On the other hand, the timidity of the Solicitor General to anchor the government’s plea on executive prerogative ground, while preferring to cling on to the claim that the issue of the constitutionality of the MoA-AD has been mooted by the presidential turnabout, is either plain ineptness or just another unfortunate subterfuge that boggles the mind.
Now, that the MoA-AD is nowhere near a “treaty of cession” is clear from its text. Expressly, the agreement stipulates that the Government is yet “to conduct and deliver, using all possible legal measures, within twelve (12) months following the signing of the MOA-AD, a plebiscite covering the areas” encompassed in the proposed ancestral territory of Bangsamoro. And instead of the fear of dismemberment that has been insidiously instilled and bruited with reckless abandon in various fora, the MoA-AD clearly recognizes the sovereignty of the “Central Government” where the relationship between the government and the Bangsamoro Juridical Entity as proposed therein is “associative characterized by shared authority and responsibility” but nonetheless still subject to a prospective “Comprehensive Compact specifying the relationship.”
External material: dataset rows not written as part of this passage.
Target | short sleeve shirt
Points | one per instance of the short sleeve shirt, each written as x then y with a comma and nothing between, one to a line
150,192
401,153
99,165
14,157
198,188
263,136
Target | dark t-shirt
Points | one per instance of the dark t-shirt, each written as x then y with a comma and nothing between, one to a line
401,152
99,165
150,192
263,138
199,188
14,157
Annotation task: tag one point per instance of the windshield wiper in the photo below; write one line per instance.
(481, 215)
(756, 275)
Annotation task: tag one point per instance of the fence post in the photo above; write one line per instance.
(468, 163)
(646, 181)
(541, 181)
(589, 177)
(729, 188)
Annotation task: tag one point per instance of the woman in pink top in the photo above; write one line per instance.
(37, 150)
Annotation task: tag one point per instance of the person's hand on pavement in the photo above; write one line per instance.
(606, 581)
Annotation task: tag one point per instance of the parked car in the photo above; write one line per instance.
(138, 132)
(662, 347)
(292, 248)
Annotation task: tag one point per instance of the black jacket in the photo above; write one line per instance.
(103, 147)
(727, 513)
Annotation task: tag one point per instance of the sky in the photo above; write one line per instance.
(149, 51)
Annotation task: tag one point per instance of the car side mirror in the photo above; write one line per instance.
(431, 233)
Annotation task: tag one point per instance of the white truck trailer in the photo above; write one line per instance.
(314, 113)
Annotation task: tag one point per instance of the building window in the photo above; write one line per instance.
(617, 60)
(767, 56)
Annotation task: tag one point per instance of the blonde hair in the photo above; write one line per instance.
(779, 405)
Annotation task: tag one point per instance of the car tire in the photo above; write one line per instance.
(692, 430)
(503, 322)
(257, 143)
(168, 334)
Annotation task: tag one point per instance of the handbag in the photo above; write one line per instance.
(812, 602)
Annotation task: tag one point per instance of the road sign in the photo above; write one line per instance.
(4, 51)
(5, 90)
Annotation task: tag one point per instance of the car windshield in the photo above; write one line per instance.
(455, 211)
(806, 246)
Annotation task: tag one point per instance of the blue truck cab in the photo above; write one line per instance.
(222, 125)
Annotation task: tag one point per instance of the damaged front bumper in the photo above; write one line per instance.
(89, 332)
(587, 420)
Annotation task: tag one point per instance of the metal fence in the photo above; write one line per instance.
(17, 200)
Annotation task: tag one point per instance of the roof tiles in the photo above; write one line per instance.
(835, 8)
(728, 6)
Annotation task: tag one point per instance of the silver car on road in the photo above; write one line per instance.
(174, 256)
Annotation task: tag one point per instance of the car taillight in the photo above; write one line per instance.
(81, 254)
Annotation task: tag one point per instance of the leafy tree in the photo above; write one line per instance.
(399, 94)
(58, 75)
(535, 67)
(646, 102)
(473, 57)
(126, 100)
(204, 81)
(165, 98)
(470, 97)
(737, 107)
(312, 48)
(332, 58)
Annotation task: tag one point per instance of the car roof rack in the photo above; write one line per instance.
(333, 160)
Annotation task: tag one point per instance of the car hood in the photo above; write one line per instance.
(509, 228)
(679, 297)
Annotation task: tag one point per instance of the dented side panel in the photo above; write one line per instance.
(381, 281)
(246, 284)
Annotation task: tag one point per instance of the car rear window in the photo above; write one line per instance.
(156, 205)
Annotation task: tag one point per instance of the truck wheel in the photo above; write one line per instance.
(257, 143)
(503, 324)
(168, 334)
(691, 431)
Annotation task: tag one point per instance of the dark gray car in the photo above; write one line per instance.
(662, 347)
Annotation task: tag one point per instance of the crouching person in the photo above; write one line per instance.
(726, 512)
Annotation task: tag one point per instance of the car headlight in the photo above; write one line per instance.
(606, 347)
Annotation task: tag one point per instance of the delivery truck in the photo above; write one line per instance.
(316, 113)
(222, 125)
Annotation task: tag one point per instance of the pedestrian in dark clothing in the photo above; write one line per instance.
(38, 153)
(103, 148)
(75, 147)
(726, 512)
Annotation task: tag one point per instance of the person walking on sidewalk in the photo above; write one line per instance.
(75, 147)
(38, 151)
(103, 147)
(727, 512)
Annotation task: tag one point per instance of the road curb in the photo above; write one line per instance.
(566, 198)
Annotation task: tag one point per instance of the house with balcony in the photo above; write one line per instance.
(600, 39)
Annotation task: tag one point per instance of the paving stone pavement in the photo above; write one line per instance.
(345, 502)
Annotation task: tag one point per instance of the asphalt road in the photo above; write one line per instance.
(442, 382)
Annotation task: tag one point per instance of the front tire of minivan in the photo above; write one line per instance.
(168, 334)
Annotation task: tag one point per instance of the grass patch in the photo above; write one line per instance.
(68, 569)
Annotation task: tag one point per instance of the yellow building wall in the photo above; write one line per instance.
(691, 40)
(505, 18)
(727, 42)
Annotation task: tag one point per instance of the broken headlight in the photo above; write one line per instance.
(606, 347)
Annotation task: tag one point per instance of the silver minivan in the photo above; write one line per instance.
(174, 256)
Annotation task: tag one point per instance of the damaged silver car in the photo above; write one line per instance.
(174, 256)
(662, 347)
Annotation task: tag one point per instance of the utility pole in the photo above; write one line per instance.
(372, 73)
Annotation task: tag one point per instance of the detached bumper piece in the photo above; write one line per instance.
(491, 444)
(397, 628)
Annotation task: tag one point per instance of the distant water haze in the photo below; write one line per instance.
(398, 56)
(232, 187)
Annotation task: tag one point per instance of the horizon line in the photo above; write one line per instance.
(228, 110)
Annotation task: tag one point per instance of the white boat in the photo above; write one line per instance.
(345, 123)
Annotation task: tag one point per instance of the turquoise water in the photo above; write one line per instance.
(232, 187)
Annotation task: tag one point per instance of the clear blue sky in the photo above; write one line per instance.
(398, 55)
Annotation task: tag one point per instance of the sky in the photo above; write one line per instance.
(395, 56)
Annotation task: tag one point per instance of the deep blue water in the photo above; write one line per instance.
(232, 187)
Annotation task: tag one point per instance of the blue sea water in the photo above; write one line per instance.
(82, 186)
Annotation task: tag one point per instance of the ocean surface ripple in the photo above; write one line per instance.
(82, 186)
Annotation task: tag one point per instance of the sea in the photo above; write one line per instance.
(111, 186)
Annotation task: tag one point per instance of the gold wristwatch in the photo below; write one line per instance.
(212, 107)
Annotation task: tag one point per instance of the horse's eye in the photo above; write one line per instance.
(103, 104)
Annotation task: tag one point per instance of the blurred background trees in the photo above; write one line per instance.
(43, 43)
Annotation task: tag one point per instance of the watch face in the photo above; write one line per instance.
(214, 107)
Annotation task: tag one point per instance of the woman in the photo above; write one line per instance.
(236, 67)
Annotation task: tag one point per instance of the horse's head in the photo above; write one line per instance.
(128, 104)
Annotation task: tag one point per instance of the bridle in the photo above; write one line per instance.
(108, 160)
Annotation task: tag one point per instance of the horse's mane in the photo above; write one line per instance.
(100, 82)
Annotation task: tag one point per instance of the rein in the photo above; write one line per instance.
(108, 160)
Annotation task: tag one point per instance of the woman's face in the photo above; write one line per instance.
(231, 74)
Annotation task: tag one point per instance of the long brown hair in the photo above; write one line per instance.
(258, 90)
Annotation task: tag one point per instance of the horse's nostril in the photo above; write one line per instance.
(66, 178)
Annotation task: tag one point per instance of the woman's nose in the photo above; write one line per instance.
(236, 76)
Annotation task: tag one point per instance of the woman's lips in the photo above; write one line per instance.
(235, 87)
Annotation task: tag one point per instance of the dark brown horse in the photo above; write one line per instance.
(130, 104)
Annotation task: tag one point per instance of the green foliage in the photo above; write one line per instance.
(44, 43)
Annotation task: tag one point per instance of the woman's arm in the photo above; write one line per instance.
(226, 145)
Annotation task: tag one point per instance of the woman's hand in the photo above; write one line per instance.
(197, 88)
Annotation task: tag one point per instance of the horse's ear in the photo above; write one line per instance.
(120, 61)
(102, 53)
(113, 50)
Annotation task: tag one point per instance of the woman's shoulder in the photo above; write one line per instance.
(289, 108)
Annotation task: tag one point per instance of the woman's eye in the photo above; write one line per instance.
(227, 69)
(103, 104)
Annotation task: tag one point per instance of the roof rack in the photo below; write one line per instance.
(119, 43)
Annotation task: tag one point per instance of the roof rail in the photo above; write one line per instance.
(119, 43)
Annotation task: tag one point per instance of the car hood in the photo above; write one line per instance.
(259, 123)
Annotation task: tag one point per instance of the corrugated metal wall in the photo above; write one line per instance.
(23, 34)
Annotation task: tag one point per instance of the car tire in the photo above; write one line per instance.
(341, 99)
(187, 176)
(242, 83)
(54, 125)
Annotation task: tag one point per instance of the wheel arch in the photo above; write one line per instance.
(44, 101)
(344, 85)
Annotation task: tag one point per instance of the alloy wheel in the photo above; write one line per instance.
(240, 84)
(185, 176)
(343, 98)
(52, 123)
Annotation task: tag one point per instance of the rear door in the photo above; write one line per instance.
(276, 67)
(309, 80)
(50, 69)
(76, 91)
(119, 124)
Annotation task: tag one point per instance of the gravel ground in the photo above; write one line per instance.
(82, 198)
The initialed MoA-AD may be a “done deal” as a framework document but it remains nothing more than an exchange of promise that is yet unenforceable. The agreement reached is however imbued with great political significance especially in terms of putting a final closure to the Mindanao conflict. The lesson from Dred Scott makes it incumbent upon the Supreme Court at this stage to stay clear from such a crucial juncture for peace.